Malheureusement, nous le savons tous, les réalités sont plus compliquées, et je voudrais citer le livre de votre ancien collègue, Jérôme Guedj. Son « Plaidoyer pour les vieux »prouve que l’on peut à la fois appeler un chat un chat et défendre avec amour et détermination une politique publique généreuse.
La prise en charge publique de la vieillesse, tout comme l’évolution démographique de notre société, n’est pas nouvelle. Dès le XVIIIe siècle s’est amorcée une transition démographique lente, mais décisive, qui va progressivement installer la prise en charge collective d’une vieillesse de plus en plus institutionnalisée. Cette prise en charge est essentiellement sanitaire. Mais le temps où la vieillesse était uniquement considérée au travers du prisme de la dépendance ou du dénuement est derrière nous. La politique initiée en 2001 a impulsé un véritable changement de paradigme.
Le projet de loi que nous présentons aujourd’hui avec Marisol Touraine emprunte la voie ouverte par Paulette Guinchard-Kunstler, secrétaire d’État aux personnes âgées en 2001 et maintenant présidente de la Caisse nationale de solidarité pour l’autonomie.
Dans cette voie nous voulons aller encore plus loin : consolider et élargir les droits de la personne en perte d’autonomie – c’est l’accompagnement des bénéficiaires de l’APA et de leurs aidants – ; anticiper et prévenir la perte d’autonomie ; adapter la ville, le logement, les transports au vieillissement.

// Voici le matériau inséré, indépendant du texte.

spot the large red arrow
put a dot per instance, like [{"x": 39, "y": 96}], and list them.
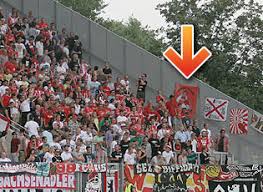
[{"x": 187, "y": 63}]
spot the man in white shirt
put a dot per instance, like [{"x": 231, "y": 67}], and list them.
[
  {"x": 32, "y": 127},
  {"x": 122, "y": 119},
  {"x": 168, "y": 154},
  {"x": 4, "y": 158},
  {"x": 129, "y": 157},
  {"x": 20, "y": 48},
  {"x": 25, "y": 109},
  {"x": 66, "y": 155}
]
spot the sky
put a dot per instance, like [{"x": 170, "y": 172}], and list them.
[{"x": 143, "y": 10}]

Je tiens à dire à Michèle Delaunay, que je vois parmi vous, qu’elle peut être fière du travail accompli et qu’elle restera une grande ministre des personnes âgées. Si nous sommes en voie d’adopter ce dont nos prédécesseurs – les siens, les miens, et ceux de Marisol Touraine – ont rêvé sans jamais aboutir, c’est aussi en grande partie grâce à son infatigable détermination. Elle a su mobiliser tous ceux qui avaient pensé l’adaptation de notre société au vieillissement, en particulier Luc Broussy, le Dr Aquino et notre rapporteure, Martine Pinville, dont les rapports ont nourri la concertation.
Car la loi sur le vieillissement est très attendue. Elle est attendue par ceux qui sont déjà vieux aujourd’hui, par ceux qui ne le sont pas encore mais s’inquiètent de leur vie à venir, par leurs familles, par les élus locaux et les professionnels.
Ce texte est essentiel, car il porte les valeurs d’égalité, de justice sociale, de solidarité et de respect de l’autre qui inspirent l’ensemble de nos politiques sociales. Essentiel, il l’est aussi car il porte sur un enjeu majeur et durable. Sur ce sujet, et malgré un contexte budgétaire contraint, nous avions le devoir d’avancer et nous le faisons. Essentiel, il l’est enfin car il crée à la fois des droits nouveaux dès sa promulgation et car il a la qualité de loi de programmation et d’orientation. C’est un texte qui porte loin.
C’est un texte très moderne, irrigué par une réflexion fine – qui d’ailleurs évoluera – à laquelle chacun peut contribuer : qu’est ce qu’avoir 65 ans, 80 ans ou plus de 90 ans aujourd’hui ? C’est un texte qui se glisse dans la fluidité de la vie.
En effet, la vieillesse n’arrive pas brutalement un beau matin du soixantième, soixante-dixième, ou quatre-vingtième anniversaire ; elle ne frappe pas à la porte le jour de votre retraite. Être vieux, ce n’est ni aller « du lit à la fenêtre, puis du lit au fauteuil, et puis du lit au lit » – comme le chantait Brel – ni s’accrocher à une caricature du jeunisme. Si notre regard doit évoluer, il ne doit pas pour autant remplacer un stéréotype par un autre. Il ne faut pas infliger aux âgés ce que l’on inflige aux femmes : des images de magazine inatteignables.